Suis-je le seul à me sentir un peu misérable, laissé à moi-même dans un appartement inconnu?
Vous passez tout à coup beaucoup de temps à chercher les interrupteurs électriques, le papier de toilette, les serviettes de bain. Vous vous battez avec l'ordinateur, dont le clavier est anglais ou AZERTY, ou qui nécessite une kyrielle de mots de passe.
Les gestes les plus banals se transforment parfois en manouvres cruciales: comment ouvrir (ou fermer) les robinets de la douche sans vous ébouillanter?
La situation se corse dans la cuisine, avec ses armoires, ses racoins et ses appareils électriques. Trouver le pot de miel ou de confiture devient une chasse au trésor. Où sont le beurre, les assiettes, le torchon pour laver la vaisselle? Où, le thé, le sucre et les sacs en plastique?
Puis arrive la liturgie du café. Angoisse.
Quelle cafetière utiliserez-vous? La vieille napolitaine en alu, l'italienne électrique couverte de manomètres, ou le classique percolateur? En cherchant le café, vous découvrez à coup sûr plusieurs pots et sacs, contenant plusieurs variétés de café et plusieurs moutures. Comment distinguer le caféiné filtre, le décaféiné pour italienne et la fine poudre pour concocter à même la casserole le gros café turc qui tue?
Priez pour ne pas tomber sur du café en grains. Il vous faudra alors dompter le moulin électrique – et les probabilités de produire à l'aveuglette une mouture acceptable frisent le zéro.
Acculé au pied du mur, il ne vous reste qu'à abdiquer et décamper (non sans avoir longuement lutté avec la serrure) au débit de café le plus proche.
Squatter l'appartement d'autrui est une situation dénuée de spontanéité.
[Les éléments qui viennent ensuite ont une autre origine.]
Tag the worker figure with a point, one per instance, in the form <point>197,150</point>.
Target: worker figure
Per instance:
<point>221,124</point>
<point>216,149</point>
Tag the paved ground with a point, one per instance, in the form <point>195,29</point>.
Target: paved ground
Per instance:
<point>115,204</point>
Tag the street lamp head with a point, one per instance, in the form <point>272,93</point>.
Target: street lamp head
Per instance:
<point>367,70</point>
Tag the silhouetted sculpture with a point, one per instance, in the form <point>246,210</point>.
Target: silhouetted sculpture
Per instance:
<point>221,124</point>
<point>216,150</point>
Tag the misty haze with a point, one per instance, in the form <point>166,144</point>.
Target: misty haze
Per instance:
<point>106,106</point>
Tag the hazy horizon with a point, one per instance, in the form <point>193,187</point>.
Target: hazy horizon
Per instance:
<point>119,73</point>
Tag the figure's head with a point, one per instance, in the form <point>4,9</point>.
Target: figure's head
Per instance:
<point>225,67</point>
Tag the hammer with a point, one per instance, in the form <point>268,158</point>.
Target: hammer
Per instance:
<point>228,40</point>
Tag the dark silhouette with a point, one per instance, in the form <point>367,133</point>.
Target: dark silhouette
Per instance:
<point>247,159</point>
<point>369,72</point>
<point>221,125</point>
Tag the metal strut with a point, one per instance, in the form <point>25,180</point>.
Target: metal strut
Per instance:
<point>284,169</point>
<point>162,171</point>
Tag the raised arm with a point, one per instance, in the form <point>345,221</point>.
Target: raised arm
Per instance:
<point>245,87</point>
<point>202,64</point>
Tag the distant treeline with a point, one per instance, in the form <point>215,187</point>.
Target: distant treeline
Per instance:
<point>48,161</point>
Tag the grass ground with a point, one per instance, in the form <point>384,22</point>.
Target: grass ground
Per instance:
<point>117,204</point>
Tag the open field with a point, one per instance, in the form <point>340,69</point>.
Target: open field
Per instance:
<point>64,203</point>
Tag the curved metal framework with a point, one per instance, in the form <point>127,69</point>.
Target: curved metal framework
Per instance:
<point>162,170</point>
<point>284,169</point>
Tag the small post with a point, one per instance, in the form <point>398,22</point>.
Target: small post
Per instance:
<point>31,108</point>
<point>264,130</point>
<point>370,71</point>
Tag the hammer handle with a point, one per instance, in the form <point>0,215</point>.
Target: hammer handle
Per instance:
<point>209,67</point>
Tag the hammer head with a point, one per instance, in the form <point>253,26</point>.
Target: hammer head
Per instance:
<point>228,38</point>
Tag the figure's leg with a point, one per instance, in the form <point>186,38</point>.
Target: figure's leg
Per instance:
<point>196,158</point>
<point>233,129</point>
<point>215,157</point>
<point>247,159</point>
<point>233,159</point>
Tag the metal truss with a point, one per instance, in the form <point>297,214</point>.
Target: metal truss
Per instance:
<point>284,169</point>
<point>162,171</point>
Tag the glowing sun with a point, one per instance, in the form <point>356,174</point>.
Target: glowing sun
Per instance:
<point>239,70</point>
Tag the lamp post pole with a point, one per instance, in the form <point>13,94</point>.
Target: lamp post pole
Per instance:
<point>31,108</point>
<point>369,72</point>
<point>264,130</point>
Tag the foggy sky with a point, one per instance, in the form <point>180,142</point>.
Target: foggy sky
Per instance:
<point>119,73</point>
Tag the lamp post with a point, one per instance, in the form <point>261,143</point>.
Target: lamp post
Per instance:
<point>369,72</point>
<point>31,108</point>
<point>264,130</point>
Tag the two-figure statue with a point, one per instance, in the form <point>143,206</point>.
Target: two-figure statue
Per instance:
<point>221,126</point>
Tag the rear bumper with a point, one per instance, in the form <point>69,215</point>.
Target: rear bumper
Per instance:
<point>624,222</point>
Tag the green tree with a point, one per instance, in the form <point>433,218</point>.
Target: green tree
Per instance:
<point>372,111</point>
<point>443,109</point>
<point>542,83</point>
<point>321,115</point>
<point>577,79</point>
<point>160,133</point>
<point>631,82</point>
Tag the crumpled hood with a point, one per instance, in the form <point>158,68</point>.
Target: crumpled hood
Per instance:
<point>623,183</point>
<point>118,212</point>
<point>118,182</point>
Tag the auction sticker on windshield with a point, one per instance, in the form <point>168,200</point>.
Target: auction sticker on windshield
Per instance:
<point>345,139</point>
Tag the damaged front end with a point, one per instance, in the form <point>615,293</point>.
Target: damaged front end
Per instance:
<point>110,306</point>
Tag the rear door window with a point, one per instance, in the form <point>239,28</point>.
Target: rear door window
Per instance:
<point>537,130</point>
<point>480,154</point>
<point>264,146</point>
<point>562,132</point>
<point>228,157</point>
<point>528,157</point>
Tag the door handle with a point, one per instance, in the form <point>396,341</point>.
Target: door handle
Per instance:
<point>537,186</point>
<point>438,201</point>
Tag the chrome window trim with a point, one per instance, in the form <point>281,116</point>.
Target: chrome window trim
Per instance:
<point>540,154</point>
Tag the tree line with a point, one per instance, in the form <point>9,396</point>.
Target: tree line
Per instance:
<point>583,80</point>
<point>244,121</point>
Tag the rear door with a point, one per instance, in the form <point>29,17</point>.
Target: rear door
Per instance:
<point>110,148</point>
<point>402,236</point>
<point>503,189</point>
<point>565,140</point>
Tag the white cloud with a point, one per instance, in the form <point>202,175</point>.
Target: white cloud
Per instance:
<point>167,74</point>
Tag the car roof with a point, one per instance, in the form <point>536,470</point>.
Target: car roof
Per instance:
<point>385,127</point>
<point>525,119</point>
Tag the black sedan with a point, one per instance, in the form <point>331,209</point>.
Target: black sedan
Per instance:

Chaque geste résulte d'une négociation avec la matière – et cette négociation prend une tournure épique lorsque vous vous attelez à cette épreuve postmoderne qui consiste à allumer une télévision et ses appendices.
Vous vous escrimez sur la quincaillerie – quatre télécommandes, un écran, un lecteur de DVD, deux mystérieux terminaux et un amplificateur, le tout rapaillé par d'épaisses tresses de câbles multicolores et géré par une interface graphique conçue par un ancien pilote de F15 – avant de décider que, tout bien pensé, vous n'avez pas vraiment envie de regarder la télé.
Toutes ces petites contrariétés nourrissent une variété domestique (mais puissante) du mal du pays: à mi-chemin entre les quatre télécommandes et le moulin à café, vous aimeriez soudain vous retrouver en terrain connu.
Mais tout n'est pas perdu, car votre ami(e) a des livres!
C'est l'une des premières choses que vous avez remarquées en entrant dans cet appartement: les nombreuses bibliothèques. Pas une par pièce, mais presque.
Il vous faut parfois écarter une photo ou un bibelot, mais les livres sont là, juste derrière, et vous en faites l'inventaire avec appétit, cherchant à percer le système de rangement. Rien à voir avec Dewey ou la Bibliothèque du Congrès: l'ordre des livres reflète l'organisation (ou la désorganisation) mentale de votre ami(e), et rien n'invoque autant sa présence.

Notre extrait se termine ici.